Die Formulierungen aus der Senonica sind in der Augustana teilweise leicht gekürzt (im Falle von „Anno XI“ sogar massiv), aber stets klar zu erkennen. Besonders aufschlussreich ist die Angabe von „Anno VIII“ bei BK 52: Hier bietet die Senonica den pauschalen Verweis „ebenso (wie) oben“ (It[em] ubi supra), womit auf die weiter oben auf der gleichen Seite stehende Datierung von BK 51 als „in anno octavo“ verwiesen wird.

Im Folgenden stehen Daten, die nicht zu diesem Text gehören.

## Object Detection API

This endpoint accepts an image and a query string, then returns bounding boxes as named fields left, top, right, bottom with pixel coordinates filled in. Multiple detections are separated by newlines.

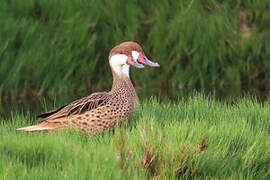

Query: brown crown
left=109, top=41, right=143, bottom=60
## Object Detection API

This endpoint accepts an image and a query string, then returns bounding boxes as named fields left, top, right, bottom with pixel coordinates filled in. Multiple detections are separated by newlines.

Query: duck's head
left=119, top=41, right=160, bottom=67
left=109, top=44, right=144, bottom=70
left=109, top=42, right=159, bottom=77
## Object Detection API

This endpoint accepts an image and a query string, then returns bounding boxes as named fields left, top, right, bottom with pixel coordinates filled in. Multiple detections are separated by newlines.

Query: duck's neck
left=124, top=76, right=140, bottom=105
left=110, top=65, right=139, bottom=105
left=122, top=65, right=140, bottom=105
left=110, top=69, right=129, bottom=94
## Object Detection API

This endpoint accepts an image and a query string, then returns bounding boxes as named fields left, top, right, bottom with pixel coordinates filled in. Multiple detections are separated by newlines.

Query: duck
left=17, top=41, right=159, bottom=134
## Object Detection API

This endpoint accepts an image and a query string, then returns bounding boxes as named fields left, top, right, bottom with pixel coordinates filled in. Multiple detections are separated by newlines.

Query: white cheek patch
left=132, top=51, right=140, bottom=61
left=109, top=54, right=127, bottom=66
left=109, top=54, right=128, bottom=76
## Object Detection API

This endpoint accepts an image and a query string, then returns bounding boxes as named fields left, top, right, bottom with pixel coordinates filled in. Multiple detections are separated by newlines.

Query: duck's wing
left=37, top=92, right=111, bottom=122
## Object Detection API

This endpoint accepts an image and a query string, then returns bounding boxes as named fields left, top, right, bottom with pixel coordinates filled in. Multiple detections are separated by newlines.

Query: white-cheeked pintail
left=17, top=41, right=159, bottom=134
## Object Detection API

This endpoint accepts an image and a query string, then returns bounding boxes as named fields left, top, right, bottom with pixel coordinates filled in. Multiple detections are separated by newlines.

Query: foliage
left=0, top=0, right=270, bottom=100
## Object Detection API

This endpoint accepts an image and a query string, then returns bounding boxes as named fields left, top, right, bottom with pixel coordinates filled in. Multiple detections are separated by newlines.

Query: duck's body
left=20, top=72, right=133, bottom=134
left=17, top=42, right=159, bottom=134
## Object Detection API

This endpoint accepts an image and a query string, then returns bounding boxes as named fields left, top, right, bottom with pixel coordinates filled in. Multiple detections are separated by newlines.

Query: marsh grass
left=0, top=94, right=269, bottom=179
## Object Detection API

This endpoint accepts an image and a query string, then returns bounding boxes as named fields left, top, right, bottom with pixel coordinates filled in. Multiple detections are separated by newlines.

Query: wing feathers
left=36, top=104, right=67, bottom=121
left=37, top=92, right=110, bottom=122
left=17, top=92, right=111, bottom=132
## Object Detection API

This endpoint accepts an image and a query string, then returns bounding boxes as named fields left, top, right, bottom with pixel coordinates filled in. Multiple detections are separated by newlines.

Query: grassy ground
left=0, top=94, right=269, bottom=179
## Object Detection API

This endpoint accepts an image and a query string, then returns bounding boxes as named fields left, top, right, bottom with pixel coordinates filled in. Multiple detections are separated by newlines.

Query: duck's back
left=17, top=80, right=134, bottom=134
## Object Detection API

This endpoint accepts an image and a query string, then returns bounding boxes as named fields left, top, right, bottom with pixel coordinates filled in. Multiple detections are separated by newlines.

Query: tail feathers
left=17, top=122, right=58, bottom=132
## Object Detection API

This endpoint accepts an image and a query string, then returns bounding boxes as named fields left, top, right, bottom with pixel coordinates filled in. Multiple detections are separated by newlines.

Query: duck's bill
left=127, top=56, right=144, bottom=68
left=138, top=52, right=160, bottom=67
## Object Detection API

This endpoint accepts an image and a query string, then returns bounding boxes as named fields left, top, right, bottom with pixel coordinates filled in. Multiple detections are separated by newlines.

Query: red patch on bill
left=127, top=56, right=134, bottom=65
left=137, top=52, right=146, bottom=64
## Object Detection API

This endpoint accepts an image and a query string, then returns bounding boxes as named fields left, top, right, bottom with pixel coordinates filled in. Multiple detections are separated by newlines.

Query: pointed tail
left=16, top=122, right=58, bottom=132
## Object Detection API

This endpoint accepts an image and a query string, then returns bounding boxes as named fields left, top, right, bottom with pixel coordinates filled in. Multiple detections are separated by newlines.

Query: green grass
left=1, top=94, right=269, bottom=179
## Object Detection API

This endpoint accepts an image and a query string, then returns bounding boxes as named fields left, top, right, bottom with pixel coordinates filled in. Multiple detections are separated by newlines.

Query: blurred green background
left=1, top=0, right=270, bottom=114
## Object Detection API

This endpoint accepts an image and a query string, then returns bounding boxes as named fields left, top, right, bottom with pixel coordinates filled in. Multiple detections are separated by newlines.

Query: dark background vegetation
left=1, top=0, right=270, bottom=111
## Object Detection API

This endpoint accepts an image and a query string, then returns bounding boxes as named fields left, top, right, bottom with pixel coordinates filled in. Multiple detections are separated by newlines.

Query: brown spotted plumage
left=17, top=41, right=159, bottom=134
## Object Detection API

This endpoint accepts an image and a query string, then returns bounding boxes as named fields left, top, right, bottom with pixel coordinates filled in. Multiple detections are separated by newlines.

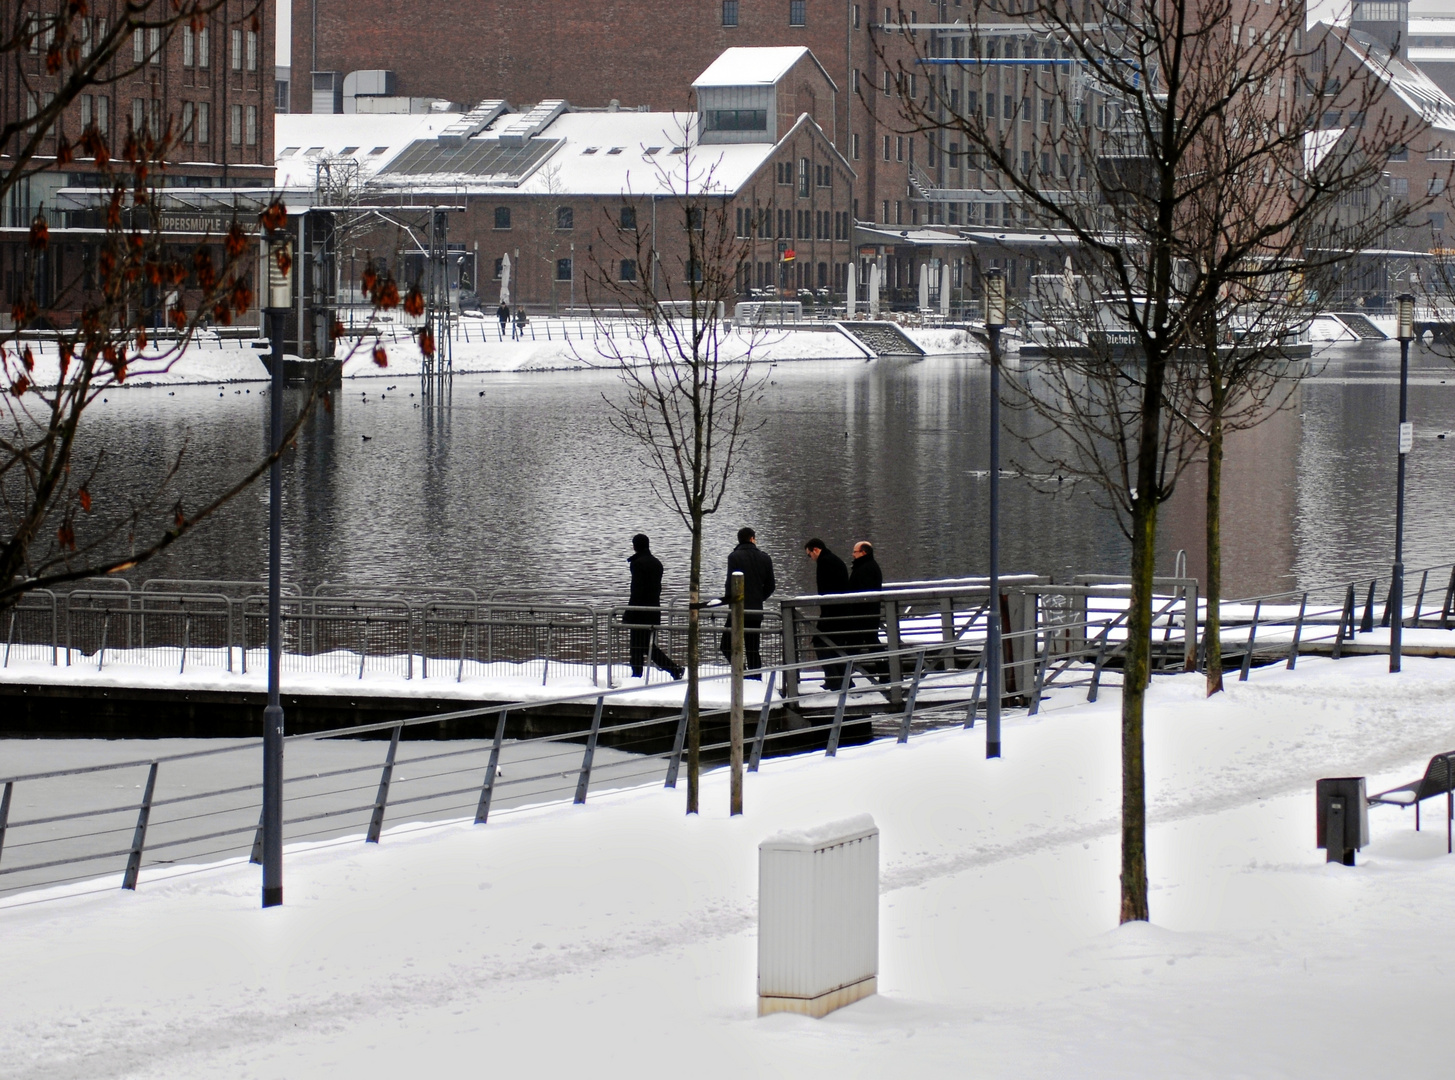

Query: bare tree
left=886, top=0, right=1423, bottom=920
left=585, top=147, right=768, bottom=814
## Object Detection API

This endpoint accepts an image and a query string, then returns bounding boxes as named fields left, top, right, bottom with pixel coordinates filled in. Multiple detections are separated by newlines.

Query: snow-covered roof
left=1409, top=45, right=1455, bottom=60
left=1338, top=27, right=1455, bottom=132
left=274, top=113, right=448, bottom=188
left=693, top=46, right=822, bottom=88
left=1409, top=16, right=1455, bottom=34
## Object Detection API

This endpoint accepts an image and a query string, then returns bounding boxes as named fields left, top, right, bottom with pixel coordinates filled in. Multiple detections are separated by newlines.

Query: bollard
left=1316, top=777, right=1369, bottom=866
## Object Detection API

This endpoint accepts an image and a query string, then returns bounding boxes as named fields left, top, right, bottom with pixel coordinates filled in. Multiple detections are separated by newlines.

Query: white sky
left=276, top=0, right=289, bottom=68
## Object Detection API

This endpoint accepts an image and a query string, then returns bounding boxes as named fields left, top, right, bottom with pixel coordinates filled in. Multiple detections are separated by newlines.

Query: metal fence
left=6, top=560, right=1455, bottom=904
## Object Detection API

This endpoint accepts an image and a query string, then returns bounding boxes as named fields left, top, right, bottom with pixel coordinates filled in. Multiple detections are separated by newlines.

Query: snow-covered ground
left=5, top=654, right=1455, bottom=1078
left=10, top=317, right=982, bottom=391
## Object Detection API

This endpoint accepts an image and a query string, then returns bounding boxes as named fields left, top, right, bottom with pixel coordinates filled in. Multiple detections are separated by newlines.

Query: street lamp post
left=262, top=228, right=295, bottom=908
left=984, top=268, right=1006, bottom=758
left=1391, top=293, right=1415, bottom=673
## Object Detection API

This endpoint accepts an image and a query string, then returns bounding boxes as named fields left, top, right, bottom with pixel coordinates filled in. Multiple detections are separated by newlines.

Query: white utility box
left=757, top=814, right=879, bottom=1017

Der Sammler der Augustana adaptierte daher für BK 52 sinngemäß die Angabe von BK 51 (aus dem er keine Kapitel exzerpiert hatte), da die eigentliche Formulierung bei BK 52 für Leser unverständlich gewesen wäre – ein Vorgehen, das eine ungekürzte Fassung der Senonica als Vorlage voraussetzt. Allerdings versäumte es der Sammler, die Datierungen seiner Vorlage auf Plausibilität zu prüfen, und behielt einfach die vorgefundene Sortierung bei. So bemerkte er nicht, dass der Sammler der Senonica hierbei recht nachlässig verfahren war und sich wohl allein am numerischen Wert der jeweiligen Regierungsjahre orientiert hatte, obwohl er über bessere Informationen als sein späterer Kollege verfügte. Denn er reihte Karls des Großen BK 20a von 779 ungerührt zwischen BK 73 (von 811) und BK 78 (von 813) ein, da er nur auf die ihm vorliegenden Zahlenangaben achtete, die die drei Stücke jeweils rubrizierten als „De anno undecimo“ – „Anno feliciter XI regni … Karoli regis“ – „De anno tertio decimo“ („Aus dem 11. Jahr“ – „Glücklich im 11. Jahr der Herrschaft König Karls“ – „Aus dem 13. Jahr“). Dass sich die Zählung bei BK 73 und 78 auf die (ab 801 gerechneten) Kaiserjahre Karls des Großen bezog, bei BK 20a aber ausdrücklich die Königsjahre Karls (ab 768) angegeben waren, entging dem Sammler der Collectio Senonica, fiel aber auch dem Sammler der Augustana nicht auf, als er die entsprechende Rubrik zu „Anno XI“ verkürzte.
Noch später arbeitende Sammler, die die Kapitularien allein aus der Collectio Augustana kannten, hatten fortan keine Möglichkeit mehr, Fehler in der chronologischen Ordnung zu bemerken und zu korrigieren. Umgekehrt legt dies nahe, dass frühere Sammler dort, wo sie noch auf Einzelüberlieferungen zurückgriffen, es offenbar häufig mit Exemplaren zu tun hatten, auf denen der ursprüngliche Nutzer bzw. Empfänger selbständig kurze Vermerke angebracht hatte, die das Datum eines Kapitulars sowie ggf. dessen Ausstellungsort (in der Regel den Ort einer Reichsversammlung) festhielten. Gelegentlich wurde dabei sogar der betreffende Herrscher notiert, aber dies war wohl seltener der Fall. Eine genauere Untersuchung dieser Praxis muss einem weiteren Blogpost vorbehalten bleiben; aufgrund seines Reichtums an entsprechenden Vermerken dürfte sich dafür der hier bereits auszugsweise betrachtete Vaticanus als Grundlage anbieten.

S. Kaschke


Literatur:

Hansen 1992
Mordek 1995, S. 287-305, 780-797
Mordek 2000b, S. 45f.
Mischke 2022

Empfohlene Zitierweise
Sören Kaschke, Sammlung des Monats August 2023: Die 46-Kapitelliste der Collectio Augustana, in: Capitularia. Edition der fränkischen Herrschererlasse, bearb. von Karl Ubl und Mitarb., Köln 2014 ff. URL: https://capitularia.uni-koeln.de/blog/sammlung-des-monats-august-2023/ (abgerufen am 23.11.2024)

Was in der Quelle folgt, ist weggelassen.